Squatters ordered out of rail land

PHOTO/FILE

Kenya Railways MD Nduva Muli at Syokimau Station last year. Families living on railway reserves have been ordered to leave to allow for rehabilitation of the rail line.

Families that are living on railway reserves have been ordered to leave to allow for rehabilitation of the rail line.

The warning comes following a fire in Naivasha on Monday that left more than 3,000 families in KCC village, which is located on Kenya Railways Corporation (KRC) land, homeless.

The residents lost property whose value is yet to be known after a fire gutted their houses.

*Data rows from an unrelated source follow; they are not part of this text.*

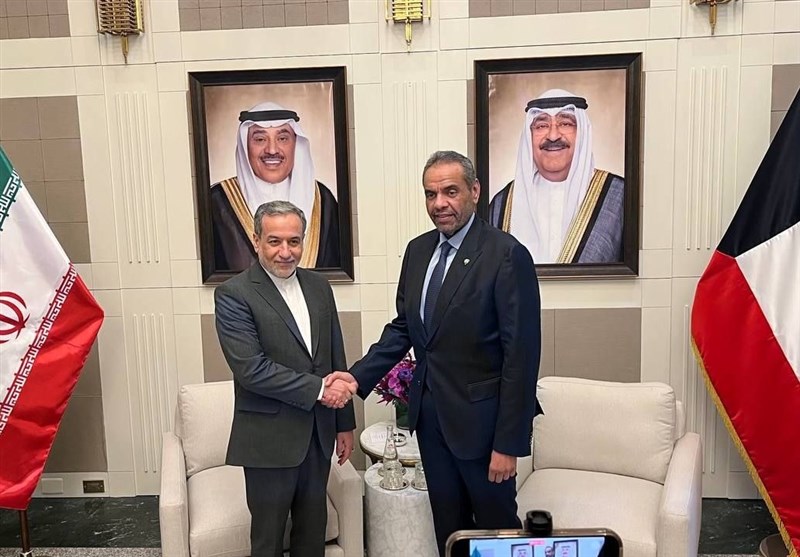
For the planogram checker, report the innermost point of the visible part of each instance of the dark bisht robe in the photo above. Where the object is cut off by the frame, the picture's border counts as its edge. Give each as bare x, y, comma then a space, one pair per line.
595, 234
232, 225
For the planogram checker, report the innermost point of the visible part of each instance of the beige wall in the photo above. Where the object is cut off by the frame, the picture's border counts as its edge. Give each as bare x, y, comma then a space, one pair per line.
708, 109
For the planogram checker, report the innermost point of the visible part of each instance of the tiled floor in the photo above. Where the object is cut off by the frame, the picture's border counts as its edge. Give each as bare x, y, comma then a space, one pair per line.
728, 527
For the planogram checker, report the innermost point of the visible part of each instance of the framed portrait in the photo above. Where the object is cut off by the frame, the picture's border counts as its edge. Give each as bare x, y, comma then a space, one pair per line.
566, 548
558, 157
270, 135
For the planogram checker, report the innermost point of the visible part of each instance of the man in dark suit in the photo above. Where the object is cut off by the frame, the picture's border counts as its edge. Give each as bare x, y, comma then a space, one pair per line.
280, 333
468, 303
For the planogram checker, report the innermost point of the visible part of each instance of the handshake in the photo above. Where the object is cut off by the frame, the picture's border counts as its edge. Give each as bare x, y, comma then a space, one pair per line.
340, 386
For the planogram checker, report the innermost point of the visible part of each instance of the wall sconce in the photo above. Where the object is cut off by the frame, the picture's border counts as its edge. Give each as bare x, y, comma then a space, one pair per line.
407, 11
712, 10
120, 18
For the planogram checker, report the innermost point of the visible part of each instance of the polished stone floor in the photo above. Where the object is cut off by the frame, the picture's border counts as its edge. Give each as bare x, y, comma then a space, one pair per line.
728, 527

KRC said it had issued many public notices last year to encroachers asking them to voluntarily vacate railway reserves to pave way for safe railway operations and expansion.

Improved services

According to KRC, the encroachment of its land has continued to impede efforts by the company to provide improved services to industrial clients and other organisations that use the railway as a mode of transport.

β€œIt is important to note that the safety of illegal occupants of railway reserves is compromised because trains can either run over persons or cause damage to property,” said KRC managing director Nduva Muli.

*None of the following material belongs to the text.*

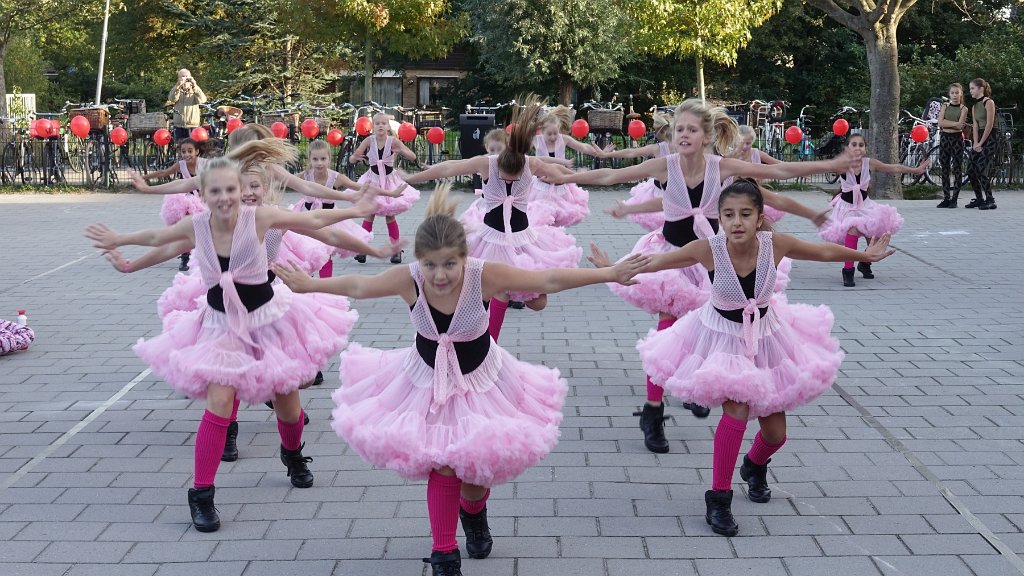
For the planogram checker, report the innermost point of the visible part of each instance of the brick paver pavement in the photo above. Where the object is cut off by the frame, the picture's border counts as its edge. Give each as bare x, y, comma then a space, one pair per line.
910, 465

Mr Muli said that in many instances, trains are loaded with flammable and toxic materials and that if an accident occurred those living in the reserves could be injured or killed.

The company is also exposed to unwarranted claims for compensation from the victims.

KRC is expanding and modernising its rail network in Nairobi in a bid to decongest roads in the capital.

In addition, the new modernised and expanded commuter rail system will involve the operation of more trains at higher speeds.

The corporation said it sympathised with those who lost their property.